Improbidade partidária, “ficha limpa dos partidos”?

A legislação eleitoral vem sofrendo – em ambos os sentidos – várias mudanças, ano sim e ano não. No meio especializado se costuma, vez ou outra, ouvir a pergunta “qual será a reforma eleitoral desse ano?”. Às vezes, mesmo sem reforma da lei, esta tem alterada sua interpretação. A jurisprudência tem determinado novas formas de aplicação dos dispositivos legais.

Aqui descabe transcrever o texto legal, mas vou deixar tudo indicado, para quem desejar seguir as pistas e aprofundar essa nova possibilidade de sanção, agora criando tipo uma “ficha limpa dos partidos”. E digo desde já, o caldo vai engrossar!

Bem, por determinação jurisprudencial e alteração legal chegamos ao ponto no qual a doação de pessoa jurídica para campanha eleitoral se tornou inconstitucional, e a lei acompanhou. Ficou estabelecido que o financiamento de campanha deve ser feito por pessoa física (natural) ou por dinheiro público (que vem a ser a regra).

De fato, pelo que diz a Resolução TSE 23.553/2018 em seu artigo 17, inciso V, alíneas a) e b), vê-se que mais que 50% dos valores que sustentam os partidos são de origem pública. E o que isso importa? Espera um pouco e olha só!

O art. 16-D, § 2º, da Lei 9.504/97, diz que o candidato pode requerer acesso ao fundo público de campanha, embora existam outras formas de distribuir esse dinheiro público. Vai vendo.

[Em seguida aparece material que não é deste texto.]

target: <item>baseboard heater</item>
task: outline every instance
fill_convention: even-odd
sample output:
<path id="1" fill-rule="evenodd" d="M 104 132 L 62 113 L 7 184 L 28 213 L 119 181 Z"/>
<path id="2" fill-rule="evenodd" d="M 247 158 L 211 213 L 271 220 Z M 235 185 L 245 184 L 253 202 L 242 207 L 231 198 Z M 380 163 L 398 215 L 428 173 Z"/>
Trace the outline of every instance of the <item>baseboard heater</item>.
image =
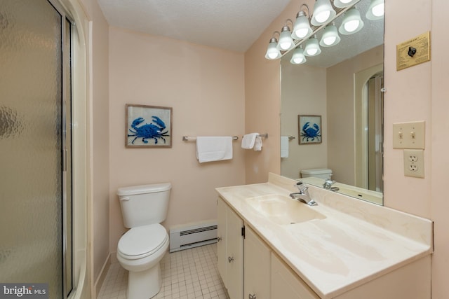
<path id="1" fill-rule="evenodd" d="M 170 252 L 217 242 L 217 221 L 178 225 L 170 229 Z"/>

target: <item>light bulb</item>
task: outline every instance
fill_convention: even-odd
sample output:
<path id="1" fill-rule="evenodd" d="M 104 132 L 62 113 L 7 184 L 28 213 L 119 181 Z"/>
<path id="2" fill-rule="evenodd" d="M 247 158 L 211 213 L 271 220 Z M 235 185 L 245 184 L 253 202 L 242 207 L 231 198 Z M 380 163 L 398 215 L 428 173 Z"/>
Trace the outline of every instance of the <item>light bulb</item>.
<path id="1" fill-rule="evenodd" d="M 334 43 L 336 40 L 337 40 L 337 37 L 329 36 L 329 37 L 325 37 L 324 39 L 323 39 L 323 42 L 324 43 L 325 45 L 330 46 Z"/>
<path id="2" fill-rule="evenodd" d="M 330 12 L 329 11 L 322 11 L 315 15 L 315 19 L 320 23 L 325 22 L 330 16 Z"/>
<path id="3" fill-rule="evenodd" d="M 307 55 L 309 56 L 314 56 L 314 55 L 316 54 L 316 53 L 318 52 L 318 49 L 316 48 L 311 48 L 311 49 L 307 49 Z"/>

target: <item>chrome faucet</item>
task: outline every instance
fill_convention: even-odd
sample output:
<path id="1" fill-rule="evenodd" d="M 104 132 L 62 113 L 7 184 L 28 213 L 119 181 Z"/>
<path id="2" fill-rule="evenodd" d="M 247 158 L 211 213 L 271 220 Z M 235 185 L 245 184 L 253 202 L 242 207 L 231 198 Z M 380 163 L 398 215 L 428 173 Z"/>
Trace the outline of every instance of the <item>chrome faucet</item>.
<path id="1" fill-rule="evenodd" d="M 290 197 L 294 200 L 302 202 L 304 204 L 307 204 L 309 206 L 317 206 L 318 204 L 314 200 L 310 198 L 309 195 L 309 187 L 304 186 L 301 181 L 296 183 L 295 185 L 300 192 L 294 193 L 290 193 Z"/>
<path id="2" fill-rule="evenodd" d="M 324 181 L 324 183 L 323 184 L 323 188 L 325 189 L 330 190 L 331 191 L 338 191 L 338 187 L 333 187 L 332 185 L 335 183 L 335 181 L 333 181 L 330 179 L 328 179 Z"/>

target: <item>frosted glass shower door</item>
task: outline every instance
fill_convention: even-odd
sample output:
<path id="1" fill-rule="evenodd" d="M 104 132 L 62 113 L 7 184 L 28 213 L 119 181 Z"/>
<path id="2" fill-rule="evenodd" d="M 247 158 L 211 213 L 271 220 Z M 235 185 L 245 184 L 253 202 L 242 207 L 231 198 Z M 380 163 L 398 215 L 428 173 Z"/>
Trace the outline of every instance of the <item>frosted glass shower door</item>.
<path id="1" fill-rule="evenodd" d="M 0 282 L 47 283 L 51 298 L 66 298 L 69 29 L 47 0 L 0 0 Z"/>

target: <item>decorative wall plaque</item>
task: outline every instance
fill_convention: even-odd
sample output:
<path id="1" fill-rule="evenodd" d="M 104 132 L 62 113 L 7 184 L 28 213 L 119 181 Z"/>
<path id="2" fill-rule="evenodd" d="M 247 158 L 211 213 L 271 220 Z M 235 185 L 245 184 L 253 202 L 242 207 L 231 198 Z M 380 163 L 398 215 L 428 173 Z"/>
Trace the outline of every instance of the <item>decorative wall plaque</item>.
<path id="1" fill-rule="evenodd" d="M 430 60 L 430 32 L 396 46 L 396 71 Z"/>

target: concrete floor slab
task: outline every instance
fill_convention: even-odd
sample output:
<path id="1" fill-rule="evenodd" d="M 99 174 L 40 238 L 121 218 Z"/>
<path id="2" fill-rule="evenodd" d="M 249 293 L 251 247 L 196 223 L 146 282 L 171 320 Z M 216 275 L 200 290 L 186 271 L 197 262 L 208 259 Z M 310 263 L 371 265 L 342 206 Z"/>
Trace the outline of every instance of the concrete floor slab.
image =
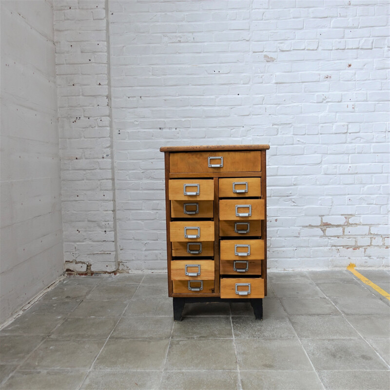
<path id="1" fill-rule="evenodd" d="M 347 315 L 377 315 L 390 316 L 390 307 L 380 299 L 370 297 L 354 297 L 332 298 L 337 308 Z"/>
<path id="2" fill-rule="evenodd" d="M 173 324 L 172 317 L 123 317 L 111 338 L 169 339 Z"/>
<path id="3" fill-rule="evenodd" d="M 367 340 L 382 358 L 390 366 L 390 339 L 371 338 Z"/>
<path id="4" fill-rule="evenodd" d="M 296 338 L 294 328 L 287 315 L 269 316 L 258 321 L 252 316 L 232 318 L 233 332 L 236 338 Z"/>
<path id="5" fill-rule="evenodd" d="M 380 370 L 388 367 L 361 339 L 303 339 L 303 348 L 317 370 Z"/>
<path id="6" fill-rule="evenodd" d="M 326 390 L 389 390 L 390 375 L 385 371 L 319 371 Z"/>
<path id="7" fill-rule="evenodd" d="M 390 318 L 383 315 L 346 315 L 345 319 L 366 338 L 390 337 Z"/>
<path id="8" fill-rule="evenodd" d="M 272 288 L 278 298 L 322 298 L 321 290 L 311 283 L 273 283 Z"/>
<path id="9" fill-rule="evenodd" d="M 175 371 L 235 370 L 233 340 L 172 340 L 165 368 Z"/>
<path id="10" fill-rule="evenodd" d="M 67 318 L 50 338 L 63 340 L 106 340 L 118 322 L 115 317 L 77 317 Z"/>
<path id="11" fill-rule="evenodd" d="M 84 299 L 69 314 L 71 317 L 120 317 L 128 303 L 125 301 L 101 299 L 97 304 L 96 299 Z"/>
<path id="12" fill-rule="evenodd" d="M 42 342 L 39 334 L 0 335 L 0 363 L 20 364 Z"/>
<path id="13" fill-rule="evenodd" d="M 233 338 L 229 317 L 185 317 L 174 325 L 172 338 Z"/>
<path id="14" fill-rule="evenodd" d="M 237 339 L 235 344 L 240 370 L 312 370 L 298 339 Z"/>
<path id="15" fill-rule="evenodd" d="M 63 314 L 25 312 L 3 329 L 2 333 L 46 334 L 63 321 L 65 318 Z"/>
<path id="16" fill-rule="evenodd" d="M 160 315 L 172 316 L 173 304 L 171 299 L 149 299 L 147 298 L 132 299 L 131 304 L 126 309 L 126 317 L 145 316 L 155 317 Z"/>
<path id="17" fill-rule="evenodd" d="M 46 340 L 20 369 L 88 370 L 104 343 L 98 340 Z"/>
<path id="18" fill-rule="evenodd" d="M 341 314 L 336 307 L 327 298 L 283 298 L 280 301 L 289 314 Z"/>
<path id="19" fill-rule="evenodd" d="M 242 390 L 322 390 L 312 371 L 241 371 Z"/>
<path id="20" fill-rule="evenodd" d="M 69 390 L 77 389 L 86 371 L 17 371 L 1 389 L 7 390 Z"/>
<path id="21" fill-rule="evenodd" d="M 291 315 L 301 338 L 360 338 L 359 333 L 341 315 Z"/>
<path id="22" fill-rule="evenodd" d="M 109 340 L 93 369 L 103 370 L 162 370 L 169 340 Z"/>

Outras leis, combinadas, o inciso II do art. 83 da Resolução TSE 23.553/2018 e o art. 42 da Resolução TSE 23.465/2015, remetem à existência de sanção de suspensão do registro ou da anotação de direção partidária, no caso de julgamento de contas não prestadas. Essa é a brecha que deverá ser utilizada em futuros julgamentos.

Neste cenário, se acrescenta que algumas candidaturas são chapadamente inviáveis, tendo o atual Presidente do TSE já se pronunciado pela “irregistrabilidade”, além da possibilidade de candidaturas laranjas (por cota de gênero) e de inúmeras outras hipóteses de inelegibilidades (vide artigo A fábula da liberdade de voto).

Fechando a lógica das leis, a Lei de Improbidades Administrativas, Lei 8.429/92, em seus arts. 1º e 2º, diz que estão sujeitas a ela a entidade para cujo custeio o erário haja concorrido ou concorra com mais de 50% do patrimônio ou da receita anual, bem como Reputa-se agente público todo aquele que exerce por eleição, nomeação, designação, contratação ou qualquer outra forma de investidura ou vínculo, mandato, cargo, emprego ou função naquelas entidades.

Como se vê, será, muito em breve, enquadrar, os partidos políticos na definição legal dos sujeitos à aplicação da Lei de Improbidades Administrativas, acaso estes venham a destinar valores do financiamento público de campanha em candidatura chapadamente inviável. Aposta um refrigerante comigo?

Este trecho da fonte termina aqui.